Special education and assistive technology

Spans 4.5 Special Education & Assistive Technology
How is technology being used to support students with IEPs and 504 plans — and where is it falling short?

Why this question Specific. Not abstract. Forces a real answer rather than a programmatic summary.

Covers checkpoints 5.1–5.5

13

Family partnership and communication

Spans 5.1 Family Partnership + 5.2 Community Engagement & Communication
How are families being prepared to support student learning in an AI-era — and what channels does the district use to hear back from them about what's working and what isn't?

Why this question Two-way. The most common failure is one-way 'newsletter' engagement that doesn't actually surface concerns.

14

Outcomes and improvement cadence

Spans 5.3 Outcomes Measurement + 5.4 Continuous Improvement & Annual Re-Audit
What outcomes is the district tracking to know whether our technology investments are working, and on what cycle do we revisit and adjust the approach?

Why this question 5.3 is frontier — outcomes measurement for AI-era learning is genuinely unsettled. Pairing with 5.4 puts the question on the right footing: not 'prove it works,' but 'how will you know.'

15

Peer learning and external accountability

Spans 5.5 Peer Learning & Regional Networks
Which peer districts and external networks does the district learn from — and is the board comfortable that we are not figuring this out alone?

Why this question No district should be alone on this. The question gives administration permission to name peer relationships and gives the board a way to verify the work is happening in community.

Apply regardless of the audit profile.

16

Budget authenticity

For each area where we report being at Established or Expanding on the audit, what funded resourcing — staff time, PD, legal review, communications, tooling — sits behind that claim, and is it a permanent line item?

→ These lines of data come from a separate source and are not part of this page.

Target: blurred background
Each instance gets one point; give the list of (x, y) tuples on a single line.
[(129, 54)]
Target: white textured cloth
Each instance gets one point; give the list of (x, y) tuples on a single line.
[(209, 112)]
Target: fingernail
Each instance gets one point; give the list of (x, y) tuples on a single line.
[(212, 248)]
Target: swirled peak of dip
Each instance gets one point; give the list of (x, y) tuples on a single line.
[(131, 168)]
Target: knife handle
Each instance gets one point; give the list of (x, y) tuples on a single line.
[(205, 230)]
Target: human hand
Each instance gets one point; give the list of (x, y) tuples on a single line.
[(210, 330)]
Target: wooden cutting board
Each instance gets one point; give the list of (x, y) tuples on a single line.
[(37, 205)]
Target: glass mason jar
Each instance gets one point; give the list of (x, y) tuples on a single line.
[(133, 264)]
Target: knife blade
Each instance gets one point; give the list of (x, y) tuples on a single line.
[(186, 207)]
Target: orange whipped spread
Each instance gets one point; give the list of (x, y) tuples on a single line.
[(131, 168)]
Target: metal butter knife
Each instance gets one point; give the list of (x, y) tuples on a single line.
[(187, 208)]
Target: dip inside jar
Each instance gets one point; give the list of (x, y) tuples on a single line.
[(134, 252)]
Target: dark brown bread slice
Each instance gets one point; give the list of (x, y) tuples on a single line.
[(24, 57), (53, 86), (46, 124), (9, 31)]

Why this question Budget is the authenticity check. Without permanent resourcing, 'Expanding' is aspiration.

17

Annual review cadence

When will the board next review this audit and our progress against it, and on what schedule?

Why this question Audits without a return date become shelf documents.

18

State-law currency

For the checkpoints flagged as state-law sensitive, how does the district stay current as state requirements evolve — and who is accountable for that monitoring?

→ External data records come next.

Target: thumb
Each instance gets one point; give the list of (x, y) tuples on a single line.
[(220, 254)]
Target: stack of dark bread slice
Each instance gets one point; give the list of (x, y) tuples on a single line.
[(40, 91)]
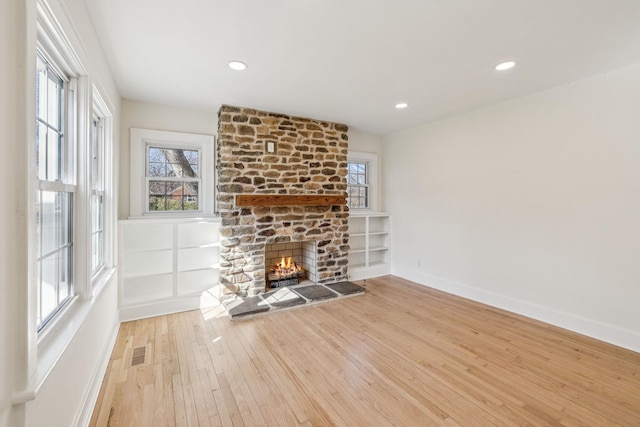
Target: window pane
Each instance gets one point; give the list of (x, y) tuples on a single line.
[(54, 252), (54, 99), (173, 196), (54, 222), (173, 162), (41, 150), (357, 185), (53, 156), (41, 91)]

Why this question TERI does not track legislation. Someone in the district has to. Boards should know who.

This guide is published independent of any single district's audit. TERI districts can cite this URL — prompt-ed.org/teri/board-questions — in their own board reports so trustees can reach these questions directly. The questions are stable; we update them once per year alongside the framework's annual review.